All the gang is here. An open-mouthed munchkin, mouth pitched back in roaring vavoom, the Reagan-headed claymation adventurer Gumby, weird scientists, weirder hippies, butch baseball players, and a gang of distant surfers sliding down the faces of pristine blue curls, most of it accompanied by the clipped noir narrative and untraceable quotations of Raymond Pettibon’s scattered story, the one he’s been writing for decades. Not every piece contains an old character though, and there’s even an unfamiliar stage: a clutch of collages occupy part of the exhibition, curled edges of layer after layer, old ads and celebrity snapshots, battered Valentines and newspaper clippings, but mostly just drawings layered on drawings, some stripped and simple, others spooky and complex, all of them an all-over-the-place mess.

But there’s something about looking at a new exhibition by Raymond Pettibon that is always like looking at an exhibition by Raymond Pettibon. In a first blushing witness of the work, the language, the voice was all there, and this last viewing finds the same: the pitched-punk anger balanced against something altogether fragile, heartbroken, and literary. The visual language is like that of a cartoon that’s wandered far from its comic book origins and found an oasis where Egon Schiele nudes trade baseball cards and read hellfire religious tracts chock-full of hard-luck stories, good Christians falling prey to hippie Satanists. Since its public inception under the banner of SoCal punks Black Flag, Pettibon’s distinct visual style has grown older, stronger, the lines so confident that even when reckless are still inimitable (though many try). The style has not grown less thrilling in its familiarity. Pettibon is still like a good punk record, even if he’s managed a nuance and subtlety that was never punk.

This exhibition is even more like looking at an exhibition by Raymond Pettibon than the previous ones.
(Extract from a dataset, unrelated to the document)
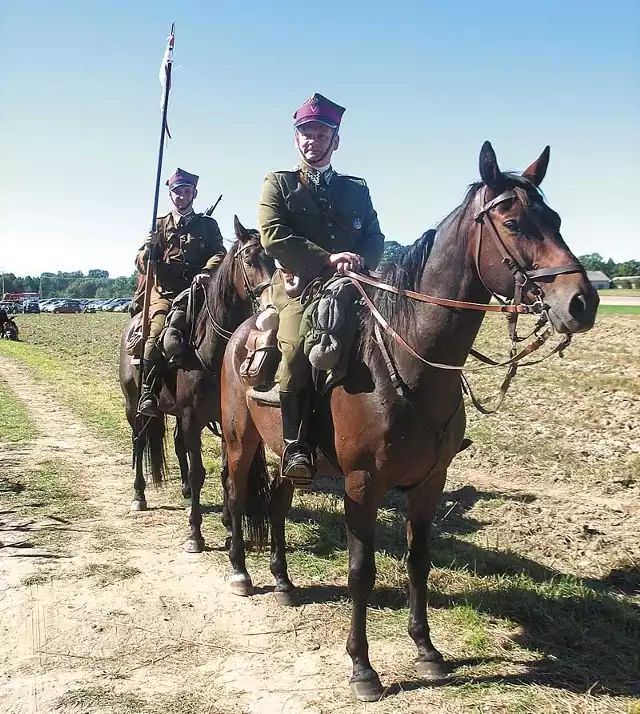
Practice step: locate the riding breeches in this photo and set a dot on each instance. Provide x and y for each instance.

Pettibon winks at us with his title, "Desire in Pursuyt of the Whole," a curious misspelling of a Frederick Rolfe (the self-proclaimed Baron Corvo) novel that like many of Rolfe’s novels is a thinly disguised autobiography, this one starring a stand-in named Nicholas Crabbe. A would-be priest and practicing homosexual, Rolfe had a particular talent for invective, aided and abetted by a vocabulary that broke three of my dictionaries—only the Complete Oxford did not shudder and crack under the force of his personal lexicon, aggressively obscure and often wonderful. I suspect snatches of prose from the novel find places in Pettibon’s collages, though currently unverifiable, but the real trick of the show is almost that the artist has been playing his own version of Corvo/Crabbe. It’s as if Pettibon has taken his vast archive of words and pictures to play some meta-role in an interlocking and difficult-to-trace autobiography of imagery. Pettibon is playing Pettibon for us (the name Pettibon, like Corvo, is also a nom de plume). But the illusion of clarity in this game gets violently scrambled in the chaotic collages. An autobiography, veiled in erudite fiction, held together by vituperation is the form of Rolfe’s novel and perhaps the form of this exhibition that shares its name. Pettibon’s invective has long been against the curdled fear of perceived fascism and its economic arm, unfettered capitalism, as the artist has made clear in any number of interviews and works. The artist’s talent for highly critical language is best hinted at in the poster for the exhibition, handmade by the artist and hanging as a work of art at the front of the gallery. Amidst a collage of drawings and scraps of ephemera, Pettibon has written in the artist’s signature lettering: his name, the gallery name, the address, the phone number, and if you keep reading, the web address written as www.regennomicsprojects.com.